Q: How does Spectrum Astro continue to thwart the rampant
cost-growth and cost-overrun problems that are pervasive in the aerospace
industry?
A: We focus on establishing a firmly understood technical
baseline when we bid and price a program. We know our real going-in costs. Then
the trick is to get the engineering and software shoved out the door on
schedule, because we already have the hardware costs tightly controlled from the
start. We have a very comprehensive system that tracks those elements and holds
people accountable throughout the program. We are not perfect, but I would say
that we are bringing these jobs in about as close as they can be done and that
has built a great track record of cost control at Spectrum Astro.
Q: State your case for being able to advance from a
technology development satellite manufacturer to a prime contractor
on multi-satellite constellations.
A: The principles of space system analyses and design
integration are the same, except instead of building one unit we will build a
dozen or more. In many aspects, it is just more production people and a larger
floor space for integration and test.
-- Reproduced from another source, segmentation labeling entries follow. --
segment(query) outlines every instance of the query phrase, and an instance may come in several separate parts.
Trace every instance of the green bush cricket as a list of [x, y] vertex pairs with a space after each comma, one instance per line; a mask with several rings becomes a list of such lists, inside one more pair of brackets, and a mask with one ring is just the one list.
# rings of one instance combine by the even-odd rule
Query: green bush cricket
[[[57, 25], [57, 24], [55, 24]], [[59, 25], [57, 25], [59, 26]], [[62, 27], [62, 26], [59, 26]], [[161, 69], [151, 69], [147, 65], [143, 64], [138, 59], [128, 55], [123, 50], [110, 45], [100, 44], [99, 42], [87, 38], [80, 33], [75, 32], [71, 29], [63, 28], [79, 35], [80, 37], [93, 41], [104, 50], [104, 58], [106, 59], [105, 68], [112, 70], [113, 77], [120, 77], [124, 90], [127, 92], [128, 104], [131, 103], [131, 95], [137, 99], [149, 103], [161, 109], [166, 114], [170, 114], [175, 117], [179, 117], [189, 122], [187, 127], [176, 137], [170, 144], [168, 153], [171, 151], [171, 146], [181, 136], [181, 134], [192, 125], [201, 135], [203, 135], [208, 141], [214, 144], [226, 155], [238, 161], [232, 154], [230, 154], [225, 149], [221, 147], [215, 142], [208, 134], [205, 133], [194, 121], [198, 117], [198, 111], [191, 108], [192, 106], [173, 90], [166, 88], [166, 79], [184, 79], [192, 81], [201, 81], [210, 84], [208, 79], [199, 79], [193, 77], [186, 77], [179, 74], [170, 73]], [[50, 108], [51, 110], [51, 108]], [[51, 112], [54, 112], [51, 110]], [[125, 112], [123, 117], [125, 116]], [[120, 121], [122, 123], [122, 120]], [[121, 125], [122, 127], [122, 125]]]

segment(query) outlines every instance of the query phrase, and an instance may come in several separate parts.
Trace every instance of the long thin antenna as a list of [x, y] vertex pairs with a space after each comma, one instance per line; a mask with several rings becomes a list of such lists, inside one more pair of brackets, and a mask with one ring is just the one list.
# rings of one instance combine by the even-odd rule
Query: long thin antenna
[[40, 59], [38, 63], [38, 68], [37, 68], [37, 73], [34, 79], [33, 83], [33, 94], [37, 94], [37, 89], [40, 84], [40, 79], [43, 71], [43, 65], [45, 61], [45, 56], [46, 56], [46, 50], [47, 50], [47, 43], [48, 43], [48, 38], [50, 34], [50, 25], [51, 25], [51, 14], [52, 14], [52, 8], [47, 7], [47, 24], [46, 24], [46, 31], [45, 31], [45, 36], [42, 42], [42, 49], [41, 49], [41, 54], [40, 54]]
Undoubtedly there is a larger systems
engineering “glue” task and more mission-related analyses, so we beefed up our
systems engineering staff and our domain knowledge of specific mission areas.
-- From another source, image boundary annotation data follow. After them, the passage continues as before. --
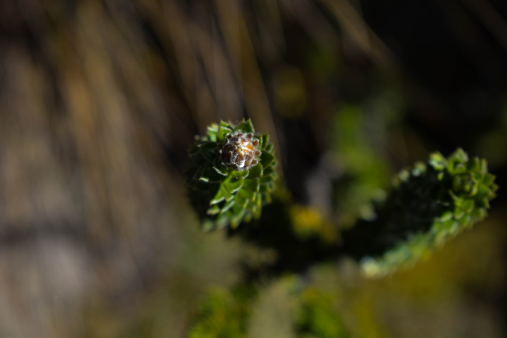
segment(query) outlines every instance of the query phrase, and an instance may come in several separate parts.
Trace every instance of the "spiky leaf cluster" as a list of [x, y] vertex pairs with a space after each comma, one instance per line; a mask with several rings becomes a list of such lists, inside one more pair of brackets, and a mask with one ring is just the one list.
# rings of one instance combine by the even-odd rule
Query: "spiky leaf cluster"
[[354, 229], [371, 235], [364, 241], [365, 271], [381, 275], [427, 256], [483, 218], [498, 189], [494, 178], [485, 160], [469, 159], [462, 149], [447, 159], [432, 154], [427, 163], [401, 171], [377, 206], [377, 219]]
[[[221, 147], [227, 143], [228, 135], [239, 133], [253, 135], [260, 153], [252, 165], [242, 170], [225, 165], [221, 157]], [[187, 183], [191, 202], [204, 230], [236, 228], [242, 221], [260, 216], [262, 205], [271, 202], [275, 187], [273, 152], [269, 136], [256, 134], [249, 120], [237, 125], [224, 121], [212, 124], [206, 135], [196, 137], [189, 152]]]

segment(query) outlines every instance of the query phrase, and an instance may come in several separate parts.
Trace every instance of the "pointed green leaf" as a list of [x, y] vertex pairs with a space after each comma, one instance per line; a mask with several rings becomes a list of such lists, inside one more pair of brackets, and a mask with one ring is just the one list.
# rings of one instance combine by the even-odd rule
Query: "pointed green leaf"
[[259, 192], [259, 178], [245, 179], [243, 187], [248, 191], [257, 193]]
[[258, 163], [250, 168], [250, 173], [246, 178], [248, 179], [250, 179], [251, 178], [262, 177], [262, 164], [261, 163]]

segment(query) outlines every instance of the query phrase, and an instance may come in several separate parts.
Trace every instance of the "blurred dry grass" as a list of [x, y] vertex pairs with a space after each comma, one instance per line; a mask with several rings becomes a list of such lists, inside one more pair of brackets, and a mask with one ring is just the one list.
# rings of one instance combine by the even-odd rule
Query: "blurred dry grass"
[[[287, 62], [301, 56], [287, 55], [291, 25], [402, 76], [345, 1], [2, 3], [0, 336], [112, 336], [164, 302], [147, 335], [177, 336], [203, 283], [234, 280], [238, 244], [205, 242], [187, 206], [186, 149], [209, 123], [247, 116], [283, 165], [295, 146], [280, 121], [310, 106], [325, 148], [337, 99]], [[166, 284], [167, 298], [150, 293]]]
Q: In 2002, your company launched your sixth satellite
(RHESSI) and submitted the winning proposal on NASA’s GLAST mission.
To what do you attribute these achievements?
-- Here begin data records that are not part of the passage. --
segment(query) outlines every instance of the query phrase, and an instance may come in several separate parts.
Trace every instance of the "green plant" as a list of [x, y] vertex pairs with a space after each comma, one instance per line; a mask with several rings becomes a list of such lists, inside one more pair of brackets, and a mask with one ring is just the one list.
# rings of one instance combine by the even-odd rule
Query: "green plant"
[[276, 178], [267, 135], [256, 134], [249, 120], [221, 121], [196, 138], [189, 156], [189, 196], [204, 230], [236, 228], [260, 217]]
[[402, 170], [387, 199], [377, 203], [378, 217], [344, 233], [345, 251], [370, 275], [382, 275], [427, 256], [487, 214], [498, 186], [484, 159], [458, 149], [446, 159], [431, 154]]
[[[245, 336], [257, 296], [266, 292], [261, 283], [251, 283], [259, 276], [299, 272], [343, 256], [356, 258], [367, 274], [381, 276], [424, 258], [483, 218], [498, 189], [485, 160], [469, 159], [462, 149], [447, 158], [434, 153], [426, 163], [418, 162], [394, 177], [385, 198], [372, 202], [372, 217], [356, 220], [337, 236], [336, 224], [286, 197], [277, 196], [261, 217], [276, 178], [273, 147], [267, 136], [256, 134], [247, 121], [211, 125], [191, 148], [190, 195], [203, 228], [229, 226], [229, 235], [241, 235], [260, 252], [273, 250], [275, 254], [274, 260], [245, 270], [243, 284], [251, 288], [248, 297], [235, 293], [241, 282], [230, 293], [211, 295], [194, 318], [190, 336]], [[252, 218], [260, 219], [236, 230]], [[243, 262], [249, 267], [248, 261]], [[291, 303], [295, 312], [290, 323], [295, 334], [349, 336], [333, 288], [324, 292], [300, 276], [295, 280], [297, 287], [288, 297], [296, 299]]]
A: Spectrum Astro has established a set of principles and
operating standards that routinely yield success and new work. We are presently
constructing three more spacecraft, Swift and GLAST for NASA, both gamma ray
observatories; and C/NOFS, the Communications and Navigation Outage Forecaster
for the DoD Space Test Program and the Air Force. We are the spacecraft
subcontractor under Northrop Grumman Space Technology (formerly TRW) on SBIRS
Low, now renamed STSS.
Q: Your Missile Defense work has grown considerably
since being awarded a SBIRS Low contract in 1999. What has your company
learned from the experience on SBIRS Low?
A: The main things are the added depth in systems
engineering and coordination on these larger-scale programs, and the best way
to run a simulation-based development program. At the end of the day, I think
we mastered these elements and that $281 million contract built a heck of an
infrastructure that we can now apply to the follow-on and other hard problems.
Q: You are forming an industry team as the prime contractor
on the Missile Defense Agency’s Targets and Countermeasures program.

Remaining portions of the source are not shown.